The poll is fascinating, to say the least: “Only 15% would consent to their children taking up arms to defend Poland from a Russian invasion, 14% to defend France from invasion, 9% to defend Ukraine from further Russian attacks, and 7% to defend either Taiwan or Israel.”

One can read and interpret the poll in any way they desire. It depicts British foreign policy elites, besotted with the idea of foreign interventions and human rights, totally detached from their taxpayers. It highlights the lack of coherent national identity, which is only formed when a land is under direct foreign attack. It depicts that the average British citizen has no one to voice their opinions in the Parliament. It shows that the majority of average Anglos of all color and creed, just like the majority of Americans, still don’t like foreign intervention unless directly threatened, and are realist by disposition. The old Bilbo Baggins instinct survives within and the post-90s “human rights” edifice is a superstructure that needs to be overthrown. 

It also shows that public opinion is basically impotent, in a system where the liberal elite has informational hegemony and controls the means of propaganda. It demonstrates that the British public understands deep down that going insolvent trying to prop up an unnatural order all across the world is neither prudential or sustainable or realist. It shows that liberalism is increasingly a perpetual proto-Trotskyist war across the globe to maintain something unnatural, and the majority would rather be a reactionary realist. It also shows that maybe there’s hope after all. Tory realism lives in the land that gave the world “splendid isolation” and “divide and rule.” 

Lord Derby, explaining Lord Canning’s foreign policy, wrote that “it is the duty of the Government of this country, placed as it is with regard to geographical position, to keep itself upon terms of goodwill with all surrounding nations, but not to entangle itself with any single or monopolizing alliance with any one of them; above all to endeavor not to interfere needlessly and vexatiously with the internal affairs of any foreign country.” 

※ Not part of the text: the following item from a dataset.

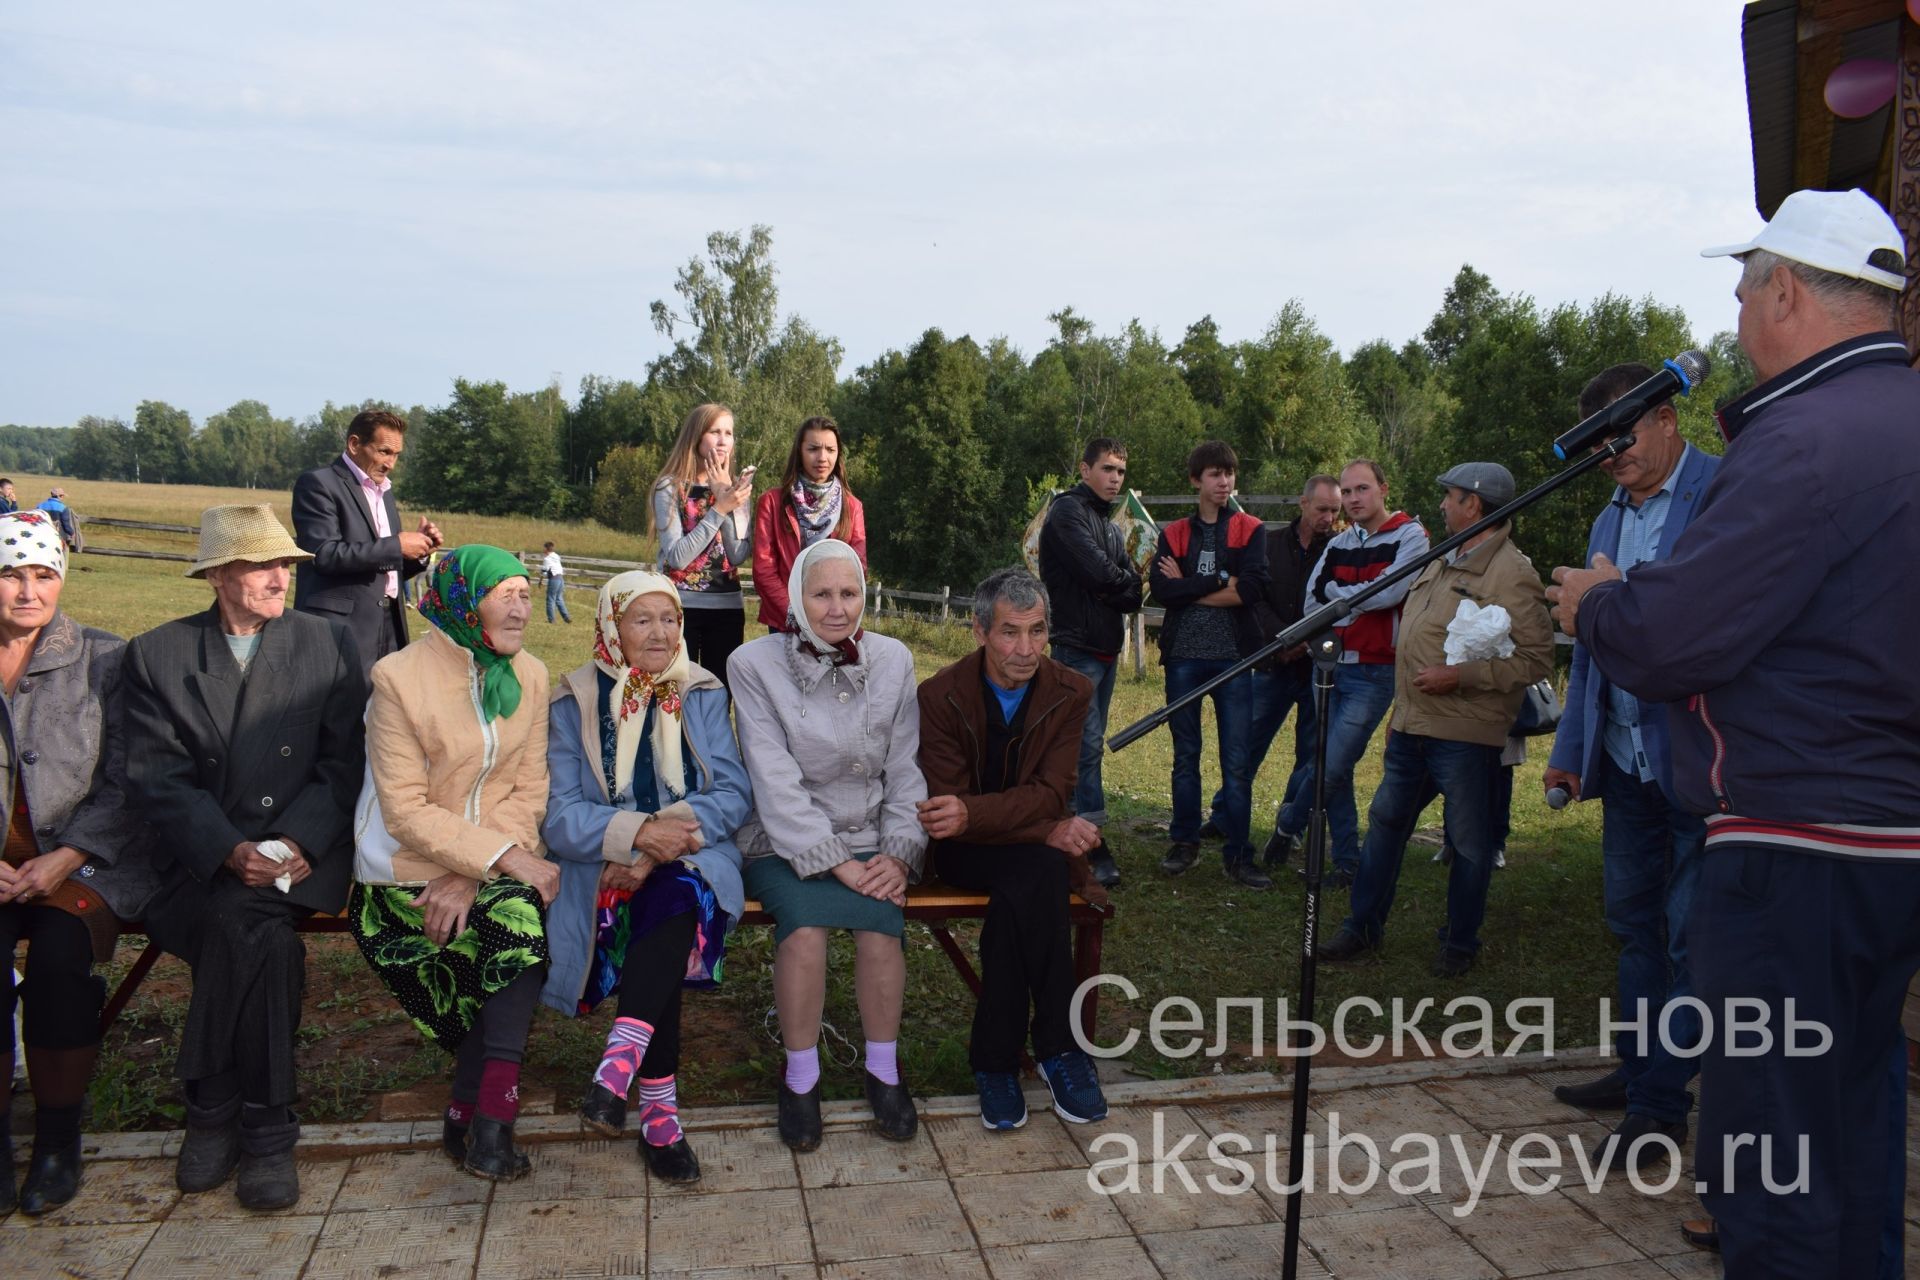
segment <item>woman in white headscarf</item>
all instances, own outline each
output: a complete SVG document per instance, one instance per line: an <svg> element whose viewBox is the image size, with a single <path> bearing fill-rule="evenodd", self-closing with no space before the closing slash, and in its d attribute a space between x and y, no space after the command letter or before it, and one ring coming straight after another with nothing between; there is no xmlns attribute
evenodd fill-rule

There’s no need to reinvent the wheels in order to formulate a new grand strategy, one only needs to look back to history. Maybe it is time to bring back the very prudent strategy of “declarations of neutrality” in ethno-conflicts that in no way directly affect England or America geographically or strategically—and crackdown on those foreign interests seek to drag us to war, whether in far corners of Europe or the sand pits of the Middle East.